Как проследить весь путь мастера, который принял участие в работе над десятками и сотнями театральных проектов, общее число которых приближается к 300? Это удел монографии. В статье же попытаемся отметить хотя бы несколько реперных точек. Так, успешно стартовав в годы хаоса и распада советской империи, Павел Каплевич в 1990-е годы вошел в творческий тандем с театральным режиссером Владимиром Мирзоевым, в содружестве с которым выпустил несколько десятков спектаклей на отечественной и зарубежной сценах: в Театре им. К.С.Станиславского — «Женитьба» Н.В. Гоголя (1994), «Хлестаков» (Ревизор) Н.В. Гоголя (1996), «Голуби» М.Угарова (1997), «Тот этот свет»  А.Казанцева (1997), «Двенадцатая ночь, или Что угодно» У.Шекспира (1999), «Укрощение строптивой» У.Шекспира (1999); в Театре «Ленком» — "Две женщины" (Месяц в деревне) И.С. Тургенева (1998); в театре им. Евг.Вахтангова  — «Амфитрион» Мольера (1998), «Сирано де Бержерак» Э.Ростана (2001), в Театральном Агентстве «Арт-Мост»  — «Коллекция Пинтера» (1999), в антрепризе «Независимый театральный проект»  — «Миллионерша» Б. Шоу (2000)...

 В театре «Современник» оформил целый ряд заметных постановок, как «Пигмалион» Б.Шоу (1994; пост. Галины Волчек), «Три товарища» Э.М.Ремарка (1999; пост. - Галина Волчек), «Игра в джин» Д.Кобурна (2013; пост. - Галина Волчек),  … но также обращает внимание, на наш взгляд, и, казалось бы, весьма сценографически скромная работа художника над «Вишневым садом» А.П. Чехова (1997; пост. Галина Волчек). Редкий случай, когда мастер вызова держит себя с такой сдержанностью…  сосредоточившись исключительно на игре с фоном спектакля.

6. Wischnewi sad

На заднике действа Каплевич расположил некую облачную массу, которая постепенно – на равных! – вступила в контакт и в контекст содержания пьесы, приобретая то фактуру цветущего белокипенного сада, то грозовую хмарь синьки, то даже рыжеватой глины, каковая нависает над мизансценами вязкостью южного кладбища… как знать, возможно, именно здесь Каплевич  формировал свой метод налипающих друг на друга фактур из которых как демиург стал создавать плоть странного визуального зрелища, сращивать камень и воск, кору и шелк, тем самым приблизившись к эстетике сотворения пространства.
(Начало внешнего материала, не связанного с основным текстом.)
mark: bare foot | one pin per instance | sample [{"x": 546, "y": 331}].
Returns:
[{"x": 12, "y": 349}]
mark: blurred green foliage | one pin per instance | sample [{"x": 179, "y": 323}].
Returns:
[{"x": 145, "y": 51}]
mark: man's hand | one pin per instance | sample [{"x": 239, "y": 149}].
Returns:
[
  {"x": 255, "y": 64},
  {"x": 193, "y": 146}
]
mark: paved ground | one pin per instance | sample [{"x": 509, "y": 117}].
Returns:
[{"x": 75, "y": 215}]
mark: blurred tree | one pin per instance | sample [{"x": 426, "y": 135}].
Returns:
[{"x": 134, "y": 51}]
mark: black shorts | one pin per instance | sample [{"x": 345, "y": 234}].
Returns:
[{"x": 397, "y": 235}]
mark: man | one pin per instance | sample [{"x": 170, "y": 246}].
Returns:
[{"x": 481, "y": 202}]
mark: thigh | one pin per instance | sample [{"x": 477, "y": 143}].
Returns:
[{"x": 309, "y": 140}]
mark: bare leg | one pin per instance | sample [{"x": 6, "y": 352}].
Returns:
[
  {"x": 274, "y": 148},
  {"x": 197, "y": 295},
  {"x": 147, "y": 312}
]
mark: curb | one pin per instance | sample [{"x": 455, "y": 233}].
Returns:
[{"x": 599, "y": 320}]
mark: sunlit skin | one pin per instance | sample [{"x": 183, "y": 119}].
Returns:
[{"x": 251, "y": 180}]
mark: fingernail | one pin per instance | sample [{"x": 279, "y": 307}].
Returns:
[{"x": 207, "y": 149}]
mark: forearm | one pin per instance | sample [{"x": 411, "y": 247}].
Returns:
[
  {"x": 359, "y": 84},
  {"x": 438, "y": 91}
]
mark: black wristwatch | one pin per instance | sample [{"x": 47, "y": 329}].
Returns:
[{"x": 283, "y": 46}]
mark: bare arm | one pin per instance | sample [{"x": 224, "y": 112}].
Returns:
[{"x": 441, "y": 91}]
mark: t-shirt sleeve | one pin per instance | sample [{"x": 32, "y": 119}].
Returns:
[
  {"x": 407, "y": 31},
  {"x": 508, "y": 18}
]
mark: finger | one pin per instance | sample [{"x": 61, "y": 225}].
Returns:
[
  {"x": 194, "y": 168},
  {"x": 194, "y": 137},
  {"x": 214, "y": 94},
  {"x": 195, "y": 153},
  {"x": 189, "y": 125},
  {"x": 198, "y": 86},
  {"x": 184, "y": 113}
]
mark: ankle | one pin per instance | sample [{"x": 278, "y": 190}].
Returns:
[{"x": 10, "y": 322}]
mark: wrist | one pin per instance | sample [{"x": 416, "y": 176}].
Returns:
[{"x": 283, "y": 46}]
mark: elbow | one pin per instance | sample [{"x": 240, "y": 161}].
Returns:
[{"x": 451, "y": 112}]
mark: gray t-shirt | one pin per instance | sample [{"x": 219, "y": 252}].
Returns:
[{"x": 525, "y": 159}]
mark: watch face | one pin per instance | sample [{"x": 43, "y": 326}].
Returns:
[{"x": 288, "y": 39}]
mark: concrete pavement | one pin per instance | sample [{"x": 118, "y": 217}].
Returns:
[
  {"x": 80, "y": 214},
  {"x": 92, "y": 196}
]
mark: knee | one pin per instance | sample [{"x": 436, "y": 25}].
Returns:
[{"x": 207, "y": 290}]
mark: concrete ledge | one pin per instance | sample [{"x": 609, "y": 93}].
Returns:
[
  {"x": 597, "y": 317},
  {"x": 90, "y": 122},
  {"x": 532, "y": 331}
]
При этой своеобразной массивности интеллектуального рабочего Каплевич может демонстрировать виртуозность штриха. Это отчетливо видно на его сотнях рисунков, где он может буквально из акварельной дымки извлечь резкую броскую деталь… вот, например, его костюмы для «Опыта освоения пьесы “Чайка” системой Станиславского» (Государственный театр Наций, 2001; реж. Андрей Жолдак), где он сочинил эффектную носатую обувь для персонажей и изящно превратил героев Чехова в птичью стаю на пляже, в род чаек, которые обулись в чёрные клювы и не живут, а скорее галдят на разные голоса, как положено пернатым. Невольно вспомнишь изречение Платона о том, что человек есть птица только без перьев.

7. Tchaika

Так же мастерски Каплевич умеет подобрать для героя, например, шляпу или шарф, галстук, рубашку… они бывают так многословны, что создают впечатление двойника, который выбалтывает про героя всё, о чем тот хотел бы умолчать. Это красноречие обуви и одежды – уникальное свойство художника. Он мыслит сразу целым подиумом, а не деталью и поступает как дизайнер модельной индустрии, экспонирующий свой собственный театр приближающегося нового сезона. Его герои незримо участвуют не только в показе текущей жизни, но еще и в демонстрации стиля жизни, тенденций, которые будут модными или, наоборот, уже вышли из моды.

Кстати, в той же «Чайке» мелькнет его давнее увлечение пластичностью нижнего белья, его птицы одеты как люди и тем более уязвимы на ветру, на песке или галечном пляже.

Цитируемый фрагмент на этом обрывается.